В ссорах она часто срывалась на грубые упреки, он их не выносил. В такие минуты он ее ненавидел и либо сразу уходил к себе, либо вообще надолго исчезал из дома. Но сейчас он сдержался.
–Я не собираюсь никого сажать тебе на шею,– произнес он, стараясь сохранять спокойствие.– Я всего лишь хотел с тобой обсудить…
–Что тут обсуждать?! На какие шиши ты намерен содержать семью?
Обычно, чем больше она раздражалась, тем грубее становилась. Он избегал на нее смотреть, чтобы не сорваться.
–Я буду работать,– произнес он негромко.
–Где, можно узнать?
–Я еще не решил… поищу. Что-нибудь найду.
–Почему же до сих пор не искал? Мне было бы гораздо легче.

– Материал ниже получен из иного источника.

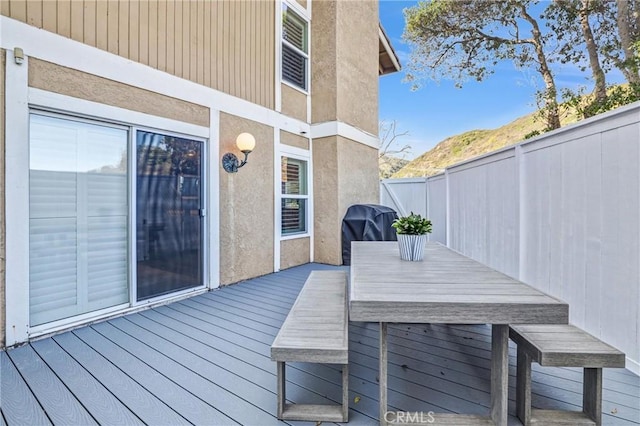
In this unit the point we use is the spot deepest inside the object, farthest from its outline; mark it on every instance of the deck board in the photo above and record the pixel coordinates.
(206, 360)
(58, 402)
(19, 405)
(93, 396)
(138, 399)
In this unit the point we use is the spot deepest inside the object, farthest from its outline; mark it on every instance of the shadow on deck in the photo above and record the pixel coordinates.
(205, 360)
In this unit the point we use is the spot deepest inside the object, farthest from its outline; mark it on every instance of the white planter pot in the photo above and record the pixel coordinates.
(411, 246)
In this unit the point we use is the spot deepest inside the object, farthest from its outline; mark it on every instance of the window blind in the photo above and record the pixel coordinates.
(294, 59)
(78, 215)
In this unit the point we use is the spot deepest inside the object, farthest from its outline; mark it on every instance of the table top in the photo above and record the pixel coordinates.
(446, 287)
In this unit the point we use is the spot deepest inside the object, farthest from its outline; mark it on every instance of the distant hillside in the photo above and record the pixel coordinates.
(388, 165)
(472, 144)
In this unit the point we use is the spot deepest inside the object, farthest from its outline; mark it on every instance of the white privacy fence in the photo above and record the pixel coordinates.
(560, 212)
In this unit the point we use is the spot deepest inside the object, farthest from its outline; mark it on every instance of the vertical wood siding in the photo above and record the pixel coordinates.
(224, 44)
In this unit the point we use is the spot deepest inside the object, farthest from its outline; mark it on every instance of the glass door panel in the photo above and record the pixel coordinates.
(78, 218)
(169, 223)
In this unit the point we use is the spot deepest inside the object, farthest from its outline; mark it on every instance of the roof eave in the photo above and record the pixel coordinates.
(388, 59)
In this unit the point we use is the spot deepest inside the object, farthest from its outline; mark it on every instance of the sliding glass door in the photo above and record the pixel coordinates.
(84, 246)
(169, 214)
(78, 218)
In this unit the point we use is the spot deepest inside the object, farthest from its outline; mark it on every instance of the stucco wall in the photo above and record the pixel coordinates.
(294, 140)
(294, 103)
(344, 81)
(358, 170)
(327, 241)
(2, 184)
(294, 252)
(246, 204)
(323, 62)
(58, 79)
(346, 173)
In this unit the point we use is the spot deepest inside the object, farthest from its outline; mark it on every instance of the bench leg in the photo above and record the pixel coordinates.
(345, 392)
(592, 394)
(523, 387)
(382, 374)
(499, 373)
(281, 388)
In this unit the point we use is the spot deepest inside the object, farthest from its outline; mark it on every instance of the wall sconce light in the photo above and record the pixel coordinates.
(245, 143)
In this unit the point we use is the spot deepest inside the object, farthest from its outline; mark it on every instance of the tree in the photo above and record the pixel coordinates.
(462, 39)
(570, 21)
(391, 155)
(628, 30)
(389, 139)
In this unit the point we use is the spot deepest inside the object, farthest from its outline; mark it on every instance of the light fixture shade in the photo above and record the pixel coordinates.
(245, 142)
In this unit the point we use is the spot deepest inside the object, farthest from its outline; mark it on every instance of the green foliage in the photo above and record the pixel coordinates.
(532, 134)
(587, 105)
(414, 224)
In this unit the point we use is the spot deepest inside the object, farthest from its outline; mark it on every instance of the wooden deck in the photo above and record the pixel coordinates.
(206, 361)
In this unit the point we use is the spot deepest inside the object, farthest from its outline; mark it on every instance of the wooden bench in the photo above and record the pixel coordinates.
(562, 345)
(316, 330)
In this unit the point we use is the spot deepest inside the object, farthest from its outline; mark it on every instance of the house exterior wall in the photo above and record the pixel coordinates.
(171, 36)
(116, 59)
(54, 78)
(294, 140)
(338, 160)
(294, 102)
(345, 63)
(246, 204)
(344, 89)
(294, 252)
(357, 62)
(3, 58)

–Я хотел сначала закончить первый курс.
–Вот и закончи. Найдешь работу, потом и поговорим!
Продолжать в таком тоне не имело смысла.
–Спасибо за чуткость и понимание,– сказал он и уже хотел выйти, но тут она спросила.
–Кстати, где вы собираетесь жить?
–Здесь, у меня…
–Не у тебя, а у меня!
–Но у меня тоже есть права на эту жилплощадь! Я здесь прописан!

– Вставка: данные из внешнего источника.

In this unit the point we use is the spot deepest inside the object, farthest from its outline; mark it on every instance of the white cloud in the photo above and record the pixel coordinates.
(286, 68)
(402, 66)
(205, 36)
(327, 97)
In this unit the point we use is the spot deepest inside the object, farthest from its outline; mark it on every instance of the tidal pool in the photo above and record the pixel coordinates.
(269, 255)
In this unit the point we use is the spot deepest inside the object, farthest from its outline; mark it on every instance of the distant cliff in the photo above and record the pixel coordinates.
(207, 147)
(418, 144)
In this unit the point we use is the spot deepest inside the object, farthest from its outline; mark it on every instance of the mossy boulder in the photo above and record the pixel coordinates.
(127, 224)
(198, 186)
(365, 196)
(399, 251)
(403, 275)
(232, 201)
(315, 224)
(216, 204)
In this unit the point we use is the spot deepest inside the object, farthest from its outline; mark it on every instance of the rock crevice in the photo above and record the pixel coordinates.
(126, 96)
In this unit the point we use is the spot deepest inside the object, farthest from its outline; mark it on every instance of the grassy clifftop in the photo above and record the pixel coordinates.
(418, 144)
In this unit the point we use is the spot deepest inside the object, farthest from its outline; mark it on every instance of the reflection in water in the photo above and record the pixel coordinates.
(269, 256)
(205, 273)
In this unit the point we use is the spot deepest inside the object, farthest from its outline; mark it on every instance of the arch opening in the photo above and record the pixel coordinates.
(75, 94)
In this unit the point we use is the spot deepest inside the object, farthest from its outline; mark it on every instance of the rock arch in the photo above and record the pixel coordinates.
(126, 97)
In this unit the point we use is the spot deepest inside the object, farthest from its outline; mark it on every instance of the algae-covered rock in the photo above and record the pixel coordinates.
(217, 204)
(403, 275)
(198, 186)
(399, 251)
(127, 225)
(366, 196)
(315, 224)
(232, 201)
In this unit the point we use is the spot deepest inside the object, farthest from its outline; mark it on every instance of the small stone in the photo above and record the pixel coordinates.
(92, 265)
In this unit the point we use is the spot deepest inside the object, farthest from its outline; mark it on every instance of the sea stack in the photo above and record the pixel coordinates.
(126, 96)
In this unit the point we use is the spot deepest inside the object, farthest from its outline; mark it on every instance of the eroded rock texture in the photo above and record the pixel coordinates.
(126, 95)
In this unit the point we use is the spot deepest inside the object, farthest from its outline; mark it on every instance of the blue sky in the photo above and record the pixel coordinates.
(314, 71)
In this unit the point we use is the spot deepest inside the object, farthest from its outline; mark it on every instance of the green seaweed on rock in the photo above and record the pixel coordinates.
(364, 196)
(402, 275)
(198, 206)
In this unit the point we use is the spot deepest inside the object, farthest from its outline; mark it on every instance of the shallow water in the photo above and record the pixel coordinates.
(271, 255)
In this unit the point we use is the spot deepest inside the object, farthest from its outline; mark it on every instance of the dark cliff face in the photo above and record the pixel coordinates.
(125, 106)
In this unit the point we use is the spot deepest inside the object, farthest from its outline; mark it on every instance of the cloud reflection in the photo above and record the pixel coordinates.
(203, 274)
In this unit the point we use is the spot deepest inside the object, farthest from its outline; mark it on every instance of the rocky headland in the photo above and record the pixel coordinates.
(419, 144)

–У тебя нет прав до тех пор, пока ты находишься на моем иждивении! – отрезала она.– Семья – это ответственность. Хочешь надеть хомут на шею – пожалуйста. Найди работу, сними жилье и женись! Но на мою помощь не рассчитывай. И не забывай, как только ты бросишь университет, тебя сразу загребут в армию.

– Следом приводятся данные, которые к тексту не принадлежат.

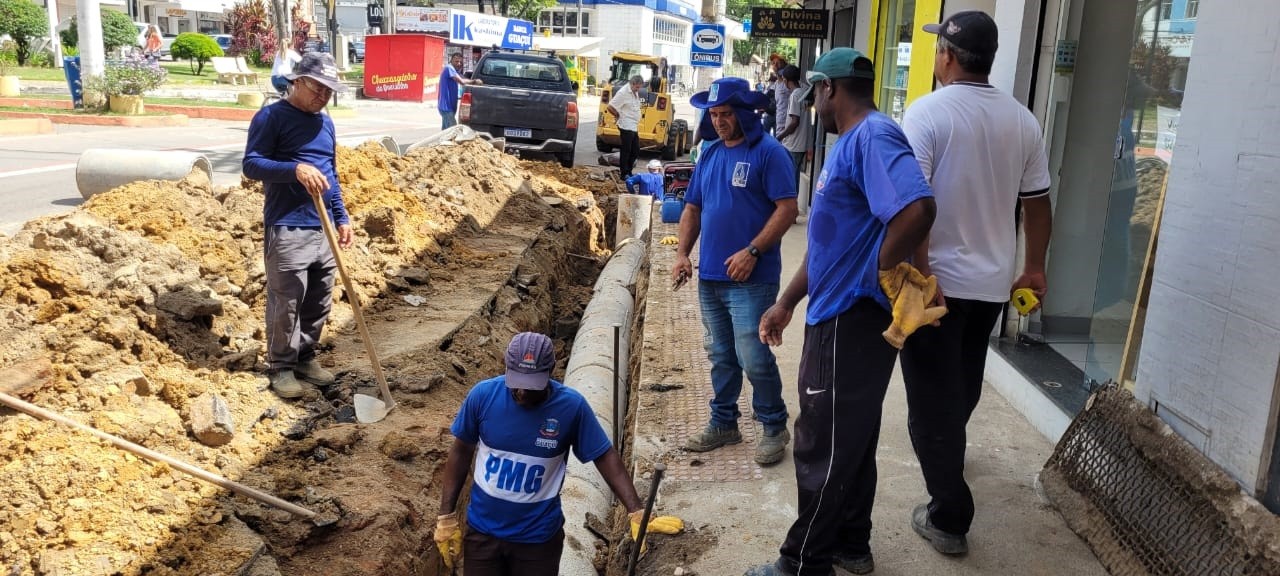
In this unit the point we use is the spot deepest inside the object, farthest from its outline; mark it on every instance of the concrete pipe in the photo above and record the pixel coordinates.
(104, 169)
(382, 140)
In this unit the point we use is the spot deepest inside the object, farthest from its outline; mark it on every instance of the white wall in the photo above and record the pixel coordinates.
(1212, 337)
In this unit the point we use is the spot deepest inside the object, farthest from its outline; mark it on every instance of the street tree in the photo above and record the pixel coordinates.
(23, 21)
(196, 49)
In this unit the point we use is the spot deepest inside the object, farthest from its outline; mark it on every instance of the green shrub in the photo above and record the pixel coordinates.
(197, 49)
(23, 21)
(117, 31)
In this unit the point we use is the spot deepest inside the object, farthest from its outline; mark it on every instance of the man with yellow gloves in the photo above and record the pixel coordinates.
(872, 209)
(513, 434)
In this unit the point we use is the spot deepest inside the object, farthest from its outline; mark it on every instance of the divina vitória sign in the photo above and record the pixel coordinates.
(789, 23)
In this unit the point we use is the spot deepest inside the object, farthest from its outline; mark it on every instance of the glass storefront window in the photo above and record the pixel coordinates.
(895, 58)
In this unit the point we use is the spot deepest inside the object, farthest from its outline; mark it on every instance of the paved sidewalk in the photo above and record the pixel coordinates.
(749, 508)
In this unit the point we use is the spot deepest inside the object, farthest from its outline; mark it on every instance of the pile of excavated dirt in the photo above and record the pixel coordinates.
(145, 306)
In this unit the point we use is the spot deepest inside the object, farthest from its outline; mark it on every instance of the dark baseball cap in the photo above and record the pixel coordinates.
(530, 360)
(319, 67)
(969, 30)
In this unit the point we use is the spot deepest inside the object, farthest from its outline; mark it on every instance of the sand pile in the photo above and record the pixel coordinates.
(149, 300)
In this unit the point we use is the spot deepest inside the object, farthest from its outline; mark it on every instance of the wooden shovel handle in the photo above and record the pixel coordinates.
(355, 302)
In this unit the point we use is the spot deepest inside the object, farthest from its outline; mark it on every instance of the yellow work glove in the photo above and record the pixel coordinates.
(448, 538)
(910, 296)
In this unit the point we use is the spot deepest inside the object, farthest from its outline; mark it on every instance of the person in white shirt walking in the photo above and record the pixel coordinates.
(982, 152)
(625, 105)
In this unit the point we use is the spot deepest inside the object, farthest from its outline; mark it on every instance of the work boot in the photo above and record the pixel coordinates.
(855, 563)
(946, 543)
(286, 384)
(311, 371)
(772, 447)
(712, 438)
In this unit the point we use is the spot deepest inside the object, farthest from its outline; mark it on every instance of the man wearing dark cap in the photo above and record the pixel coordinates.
(982, 152)
(513, 434)
(871, 210)
(740, 201)
(291, 150)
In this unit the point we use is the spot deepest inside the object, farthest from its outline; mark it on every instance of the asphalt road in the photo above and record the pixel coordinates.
(37, 173)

–Хорошо, когда у тебя такая любящая мать! – бросил Норов в сердцах.
Он вернулся к Лизе бледный, оскорбленный, кипя от злости. Она все слышала и уже плакала.
* * *
–Анна, вы обязательно должны посетить мою галерею,– меняя тему, проговорила Клотильда.– Я уверена, вы что-нибудь для себя найдете.
–Я не очень понимаю в живописи,– уклончиво проговорила Анна.
–О, у меня есть картины на любой вкус. Я выбираю только талантливых художников. Лучших! Ты ведь был у меня, Поль?
–Нет, как-то не случилось.
–Вот и приезжайте вместе! Там есть что посмотреть, даю вам слово. Можем назначить день…
–Я не покупаю картин!– поспешно сказала Анна.
–Почему?
–Я не коллекционирую живопись, да и не настолько богата.
–Но у меня есть работы и не очень дорогие. Я что-нибудь вам подберу, ведь это же приятно, когда в доме висят настоящие картины, а не купленные в магазине репродукции. Обозначьте только ваш бюджет и ваши предпочтения. Да ведь и ты не откажешься подарить Анне недорогую картину, правда, Поль? – прибавила она игриво.
–Вот сука! – улыбаясь Клотильде, по-русски проговорил Норов.– У нее только что любовника убили, а она думает о том, как нажиться!
–Деловая женщина,– тоже по-русски улыбнулась в ответ Анна.
–О чем вы говорите Поль? – не удержалась Клотильда.
–О том, что ты – торгашка,– по-русски ответил Норов с вежливой интонацией.– Правильно мне мама когда-то запрещала с торгашами дружить.
–Я думаю, лучше дождаться окончания санитарного режима, – прибавил он по-французски.– Чтобы не нарушать закона.